Which Mutual Funds Are Tax Free?Mutual funds typically pay out capital gains distributions at the end of the year from the profits they made on their stock sales throughout the year. These distributions are taxable, whether or not you actually received cash from the fund that year. If you buy a tax-free mutual fund, however, there is no capital gains distribution paid because the fund sells its stocks without making a profit.
Another investment option you may not have heard about is the 529 Education Fund which offers tax benefits in relation to a child’s education.
529 Education FundA 529 plan named after Section 529 of the Internal Revenue Code is an investment vehicle that offers certain tax benefits when used to save for your child’s college education. Each state has at least one plan available to residents, and you may join any plan offered by any state.

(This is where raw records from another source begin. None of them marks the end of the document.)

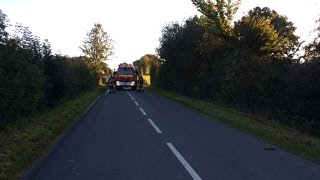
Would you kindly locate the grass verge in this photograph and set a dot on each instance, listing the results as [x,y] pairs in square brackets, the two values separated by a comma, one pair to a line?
[278,135]
[24,142]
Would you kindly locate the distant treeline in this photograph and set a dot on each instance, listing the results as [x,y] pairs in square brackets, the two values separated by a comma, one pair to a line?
[33,79]
[252,65]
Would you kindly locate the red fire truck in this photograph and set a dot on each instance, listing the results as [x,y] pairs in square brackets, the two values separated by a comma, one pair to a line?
[126,77]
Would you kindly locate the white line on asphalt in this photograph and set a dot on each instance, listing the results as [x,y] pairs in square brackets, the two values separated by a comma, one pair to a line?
[144,113]
[194,175]
[154,126]
[91,105]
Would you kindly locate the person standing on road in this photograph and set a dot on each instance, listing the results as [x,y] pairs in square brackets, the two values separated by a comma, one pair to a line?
[111,84]
[140,83]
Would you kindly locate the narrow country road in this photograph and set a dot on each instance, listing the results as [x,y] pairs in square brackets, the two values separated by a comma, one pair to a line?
[141,136]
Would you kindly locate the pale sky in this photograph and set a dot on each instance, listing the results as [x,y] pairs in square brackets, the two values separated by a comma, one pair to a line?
[134,25]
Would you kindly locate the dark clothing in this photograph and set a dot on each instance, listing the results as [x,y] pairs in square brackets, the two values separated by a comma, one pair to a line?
[111,82]
[140,81]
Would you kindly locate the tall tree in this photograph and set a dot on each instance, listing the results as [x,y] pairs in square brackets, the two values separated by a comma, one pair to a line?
[268,33]
[221,12]
[97,47]
[312,50]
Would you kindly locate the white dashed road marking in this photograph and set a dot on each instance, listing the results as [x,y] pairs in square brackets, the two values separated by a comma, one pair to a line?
[154,126]
[142,111]
[193,174]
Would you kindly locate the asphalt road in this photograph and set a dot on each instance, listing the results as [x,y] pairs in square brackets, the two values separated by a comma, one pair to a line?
[137,136]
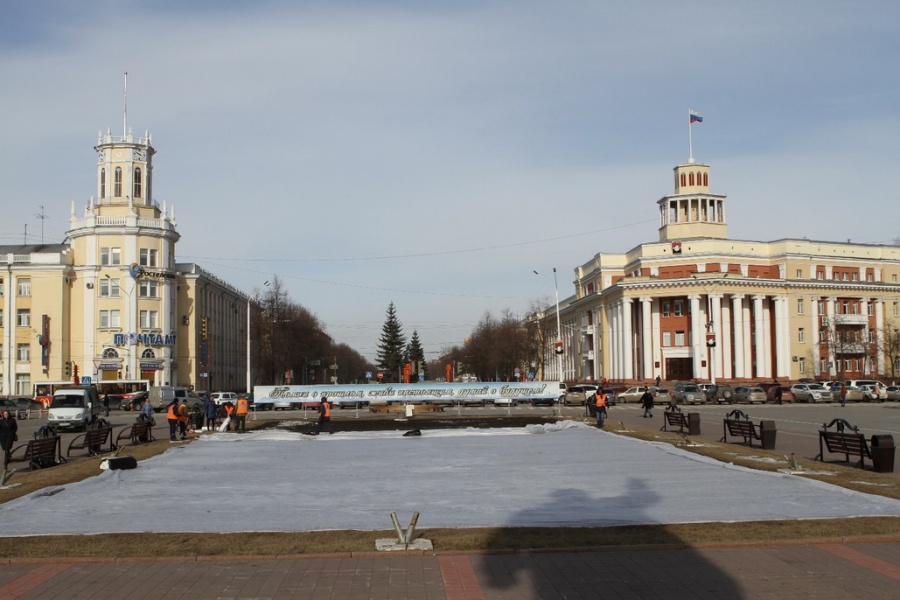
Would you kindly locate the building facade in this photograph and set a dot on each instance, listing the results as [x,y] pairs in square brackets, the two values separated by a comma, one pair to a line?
[698,305]
[112,303]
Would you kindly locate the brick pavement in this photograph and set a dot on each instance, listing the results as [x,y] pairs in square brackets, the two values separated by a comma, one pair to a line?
[838,569]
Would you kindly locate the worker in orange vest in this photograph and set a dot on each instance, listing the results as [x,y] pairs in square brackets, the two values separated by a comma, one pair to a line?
[600,406]
[324,416]
[240,413]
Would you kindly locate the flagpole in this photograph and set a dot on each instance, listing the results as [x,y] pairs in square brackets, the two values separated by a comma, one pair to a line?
[690,137]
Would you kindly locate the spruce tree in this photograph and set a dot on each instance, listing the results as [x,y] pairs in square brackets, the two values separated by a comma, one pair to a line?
[391,346]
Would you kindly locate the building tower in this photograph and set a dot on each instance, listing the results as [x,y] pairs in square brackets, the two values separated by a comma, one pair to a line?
[124,257]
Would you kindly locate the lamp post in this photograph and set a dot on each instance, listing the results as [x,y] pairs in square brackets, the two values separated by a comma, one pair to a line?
[250,302]
[558,345]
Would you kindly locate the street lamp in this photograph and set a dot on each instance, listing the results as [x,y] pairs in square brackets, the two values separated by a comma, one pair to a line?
[250,302]
[558,345]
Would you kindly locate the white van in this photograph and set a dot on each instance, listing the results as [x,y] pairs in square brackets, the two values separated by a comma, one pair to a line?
[74,407]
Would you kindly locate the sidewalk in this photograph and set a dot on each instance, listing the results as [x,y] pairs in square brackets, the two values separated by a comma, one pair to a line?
[826,570]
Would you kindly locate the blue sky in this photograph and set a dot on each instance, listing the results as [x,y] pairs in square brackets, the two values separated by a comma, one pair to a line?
[434,154]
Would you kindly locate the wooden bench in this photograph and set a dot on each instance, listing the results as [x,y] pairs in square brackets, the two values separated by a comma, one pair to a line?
[737,424]
[92,440]
[673,417]
[838,441]
[140,432]
[39,453]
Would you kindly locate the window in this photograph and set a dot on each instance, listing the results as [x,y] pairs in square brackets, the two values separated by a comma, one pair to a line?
[149,288]
[149,319]
[109,319]
[110,256]
[23,384]
[148,257]
[109,288]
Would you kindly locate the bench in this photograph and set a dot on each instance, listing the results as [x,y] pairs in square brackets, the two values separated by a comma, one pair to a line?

Contributions to 529 plans made by residents of some states are eligible for a state income tax deduction or credit; however, whether your contributions are deductible from federal taxes depends on the state in which your plan is located, so be sure to check with your financial adviser about the benefits of each plan before investing.
How Does 529 Education Fund Work?
You name a beneficiary when you open the account — typically the student, but it can also be yourself if saving for your own education — who will use the money for qualified higher education expenses. You can change beneficiaries at any time, but only for members of the same family (defined as stepchildren, grandchildren and siblings).
Which Is the Best Tax Free InvestmentOverall, if you can only choose one of these tax-free investments, the traditional IRA is your best option. It provides a broader range of investment options than a Roth IRA. This can be important to take advantage of market trends, such as a weak dollar.
A tax free investment is one in which any capital gains or dividends are not taxed when received. Investment options for seniors should accommodate the complex needs of their particular situation. Seniors can be a little more at ease in their investing when they know the money they put away will not be taxed on any hopefully large gains.